Cette disposition visait à encourager une multitude d’initiatives dans un secteur d’activité entièrement nouveau mais prometteur. Personne n’avait prévu que le succès phénoménal d’Internet loin de favoriser le pluralisme des supports allait permettre l’essor de géants tels que Facebook, Google ou Twitter. On n’avait pas prévu non plus que ces géants, loin de pratiquer la décence souhaitée par la loi allaient laisser faire un raz de marée d’appels à la haine et de falsifications outrancières de la vérité ce qui présentait l’immense avantage d’accroitre leur audience et donc leurs recettes. Tout cela en toute impunité grâce à la section 230.
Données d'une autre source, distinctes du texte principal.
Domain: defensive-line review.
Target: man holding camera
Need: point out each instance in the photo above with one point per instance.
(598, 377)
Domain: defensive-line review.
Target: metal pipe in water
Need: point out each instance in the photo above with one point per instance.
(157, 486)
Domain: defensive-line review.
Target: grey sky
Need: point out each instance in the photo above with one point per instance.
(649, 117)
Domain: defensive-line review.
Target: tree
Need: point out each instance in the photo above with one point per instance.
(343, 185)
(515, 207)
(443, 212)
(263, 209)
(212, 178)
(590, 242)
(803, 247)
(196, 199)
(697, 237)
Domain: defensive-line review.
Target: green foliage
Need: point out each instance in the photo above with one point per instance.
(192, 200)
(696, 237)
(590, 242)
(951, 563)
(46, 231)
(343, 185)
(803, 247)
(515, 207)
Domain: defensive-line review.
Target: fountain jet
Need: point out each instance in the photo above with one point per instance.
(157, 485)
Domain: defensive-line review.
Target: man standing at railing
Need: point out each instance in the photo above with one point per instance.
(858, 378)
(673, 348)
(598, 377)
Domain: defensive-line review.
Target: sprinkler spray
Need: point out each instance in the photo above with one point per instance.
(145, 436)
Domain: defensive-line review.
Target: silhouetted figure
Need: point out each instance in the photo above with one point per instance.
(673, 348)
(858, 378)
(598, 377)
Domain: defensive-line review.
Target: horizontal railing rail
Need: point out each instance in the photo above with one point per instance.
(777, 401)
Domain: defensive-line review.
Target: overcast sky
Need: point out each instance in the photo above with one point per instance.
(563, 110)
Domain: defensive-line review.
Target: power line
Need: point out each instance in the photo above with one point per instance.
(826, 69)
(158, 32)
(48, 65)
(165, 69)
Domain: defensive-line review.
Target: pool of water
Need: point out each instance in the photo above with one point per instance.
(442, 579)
Depuis un an les politiques ont commencé à s’émouvoir de cette situation pour des motifs variés. Trump fit une véritable fixation sur cette disposition de la loi de 1996, l’accusant de permettre aux plateformes de favoriser systématiquement les Démocrates, ses adversaires politiques et de censurer ses messages. Il annonça en septembre dernier qu’il allait la supprimer par décret présidentiel ce qui était juridiquement impossible puisqu’il s’agissait d’une disposition législative. En décembre 2020, il voulut introduire cette suppression dans la loi sur le budget de la Défense. Pour une fois d’accord, Républicains et Démocrates rejetèrent sa proposition et son veto au Sénat.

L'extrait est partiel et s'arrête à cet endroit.